She’s Paving the Way for Future Female Drivers

Supply Chain

Cara Boyle has a passion for driving that leaves any doubters in her dust.

When Cara Boyle first got her commercial driver’s license (CDL), her family didn’t think she could handle a truck.

“Now, 30 years later, here I am,” she says. “I've driven tankers; I've driven flatbeds; I've driven school buses. I've hauled liquid tankers, and now I'm hauling a dry box. And I love it!”

Teaming on the road

It all started when her husband, Mark Boyle, got his CDL when they were newlyweds. During his first extended trip away from home, she realized she wanted to drive, too. So, she surprised him and got her CDL.

“When she sets her mind to do something, she does it,” Mark says. “She's a very hard worker.”

The couple drove as a team for 10 years: While one drove, the other slept. It’s a fast way to move freight across the U.S. Plus, they got to see the whole country together.

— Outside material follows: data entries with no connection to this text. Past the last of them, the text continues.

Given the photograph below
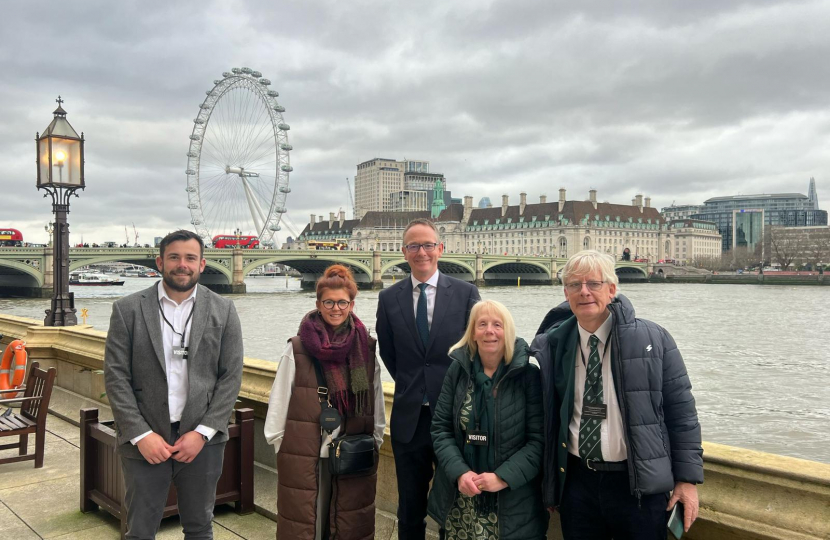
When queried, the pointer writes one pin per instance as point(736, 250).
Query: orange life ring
point(12, 376)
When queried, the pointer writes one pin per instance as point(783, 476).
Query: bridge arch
point(21, 274)
point(508, 271)
point(631, 273)
point(312, 266)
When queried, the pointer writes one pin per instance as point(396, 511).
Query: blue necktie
point(421, 319)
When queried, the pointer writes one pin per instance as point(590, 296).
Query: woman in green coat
point(488, 435)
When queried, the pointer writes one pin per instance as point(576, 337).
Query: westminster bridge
point(28, 271)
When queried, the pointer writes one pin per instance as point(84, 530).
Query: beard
point(173, 284)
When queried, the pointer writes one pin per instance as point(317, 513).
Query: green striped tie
point(590, 447)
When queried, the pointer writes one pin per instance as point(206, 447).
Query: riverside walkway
point(747, 495)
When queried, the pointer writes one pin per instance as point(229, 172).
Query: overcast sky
point(679, 101)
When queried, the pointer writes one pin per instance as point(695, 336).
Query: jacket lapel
point(443, 300)
point(197, 326)
point(408, 311)
point(152, 320)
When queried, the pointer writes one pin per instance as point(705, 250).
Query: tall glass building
point(785, 209)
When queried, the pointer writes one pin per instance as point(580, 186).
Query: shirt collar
point(433, 281)
point(602, 332)
point(163, 295)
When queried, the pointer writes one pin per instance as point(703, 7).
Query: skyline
point(674, 101)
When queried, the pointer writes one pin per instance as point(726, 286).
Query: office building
point(779, 209)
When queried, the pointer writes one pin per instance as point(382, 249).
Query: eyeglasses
point(342, 304)
point(577, 285)
point(428, 247)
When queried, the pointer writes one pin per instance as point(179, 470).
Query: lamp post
point(60, 171)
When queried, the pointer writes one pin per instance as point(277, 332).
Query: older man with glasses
point(621, 426)
point(418, 320)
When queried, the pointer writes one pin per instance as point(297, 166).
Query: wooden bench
point(34, 406)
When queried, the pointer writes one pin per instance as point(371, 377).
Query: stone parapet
point(747, 494)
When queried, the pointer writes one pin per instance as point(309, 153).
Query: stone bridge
point(28, 271)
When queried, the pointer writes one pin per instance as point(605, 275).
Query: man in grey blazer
point(173, 368)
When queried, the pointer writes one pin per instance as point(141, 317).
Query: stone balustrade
point(747, 494)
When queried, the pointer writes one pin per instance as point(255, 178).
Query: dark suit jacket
point(135, 372)
point(414, 368)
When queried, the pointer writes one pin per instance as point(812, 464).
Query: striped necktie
point(590, 447)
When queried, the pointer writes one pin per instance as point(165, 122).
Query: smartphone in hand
point(675, 525)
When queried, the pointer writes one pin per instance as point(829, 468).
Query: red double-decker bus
point(11, 238)
point(230, 242)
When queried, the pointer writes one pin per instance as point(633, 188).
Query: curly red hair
point(337, 277)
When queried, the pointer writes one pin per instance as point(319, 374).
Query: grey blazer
point(135, 374)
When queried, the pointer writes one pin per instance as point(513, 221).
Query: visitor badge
point(595, 411)
point(478, 438)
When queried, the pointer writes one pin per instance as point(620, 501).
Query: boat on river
point(94, 278)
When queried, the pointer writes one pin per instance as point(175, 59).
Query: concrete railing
point(746, 494)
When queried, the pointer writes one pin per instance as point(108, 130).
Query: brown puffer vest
point(352, 515)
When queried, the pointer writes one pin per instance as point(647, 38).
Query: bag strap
point(322, 389)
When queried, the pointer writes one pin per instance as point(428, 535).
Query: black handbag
point(348, 454)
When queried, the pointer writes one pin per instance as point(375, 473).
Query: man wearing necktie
point(173, 369)
point(418, 320)
point(621, 426)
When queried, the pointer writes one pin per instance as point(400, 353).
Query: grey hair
point(589, 261)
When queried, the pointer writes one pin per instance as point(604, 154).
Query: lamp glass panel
point(66, 162)
point(43, 162)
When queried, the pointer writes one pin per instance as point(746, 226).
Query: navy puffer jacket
point(661, 429)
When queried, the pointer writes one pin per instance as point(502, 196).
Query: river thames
point(757, 355)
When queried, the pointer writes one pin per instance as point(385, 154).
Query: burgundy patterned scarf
point(343, 353)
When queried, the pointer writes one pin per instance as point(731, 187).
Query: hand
point(489, 482)
point(687, 494)
point(188, 446)
point(154, 449)
point(466, 485)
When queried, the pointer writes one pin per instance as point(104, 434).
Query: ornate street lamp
point(60, 171)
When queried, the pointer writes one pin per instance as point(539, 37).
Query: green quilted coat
point(518, 437)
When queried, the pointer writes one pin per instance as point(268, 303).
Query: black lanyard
point(184, 329)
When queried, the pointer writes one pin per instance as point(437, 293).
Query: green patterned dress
point(463, 522)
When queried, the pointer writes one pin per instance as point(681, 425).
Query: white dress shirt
point(177, 315)
point(611, 429)
point(431, 290)
point(283, 389)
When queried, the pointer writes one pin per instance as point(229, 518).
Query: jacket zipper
point(621, 399)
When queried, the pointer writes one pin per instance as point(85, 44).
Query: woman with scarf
point(311, 503)
point(488, 435)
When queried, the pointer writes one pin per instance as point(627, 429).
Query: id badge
point(330, 419)
point(598, 412)
point(477, 438)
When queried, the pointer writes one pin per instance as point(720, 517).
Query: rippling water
point(756, 354)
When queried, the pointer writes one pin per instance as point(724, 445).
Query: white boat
point(93, 278)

When they welcomed their daughter, Cara downshifted to drive locally.

In May 2020, Cara joined the Walmart Private Fleet. After Mark saw how happy she was, “he decided that Walmart was where he wanted to be, too. And now he loves his job!”

Today, both Cara and Mark are proud to be Walmart drivers.

Finding peace at the wheel

Driving a semi-truck requires skill, patience and practice. Cara believes driving also provides benefits for her mental health.

That huge windshield? “It’s my mental health window,” Cara says. If she spends too much time in the office, she gets antsy. “Driving — that's my alone time. I don't let traffic bother me. If someone cuts me off, it's no big deal. They're not going to ruin my day.”

Female bonding at its best

“Being a woman in a predominantly male-driven business — I'm very proud of her,” says her husband of 33 years. “I’m proud of all the women on the road who take the initiative to go out there and get it done.”

“I’m here because I’m good at what I do,” says Cara. And she’s clearly in good company: Walmart was named one of Women in Trucking’s Top Companies for Women to Work For in Transportation.

She enjoys strong bonds with other female drivers. “My friend Sheena Sweetwood is a great representative of women in trucking,” Cara says. “I might see her twice a year, if that. But every time we see each other, it’s like we haven't been apart. That's the camaraderie we have. You make lifelong frisendships.”

Paying it forward

“The women who've come before me made a good path for me to follow,” Cara says.

Now Cara pays it forward by teaching a driver skills course with seven close-quarter maneuvers for big rigs. “It's getting yourself out of a tight spot, and knowing what your truck and trailer can do,” Cara explains. “You put it in your toolbox. You might not use it for years.”

But when you need one of those skills — and you will! — it’s there.

Upholding a culture of respect

“The culture here at Walmart is great. The drivers who came before me — you'd see them walking into a Walmart store, you'd see their white shirts, and they earned respect,” Cara says.

“I want to continue that Walmart culture for the drivers who are coming behind me.”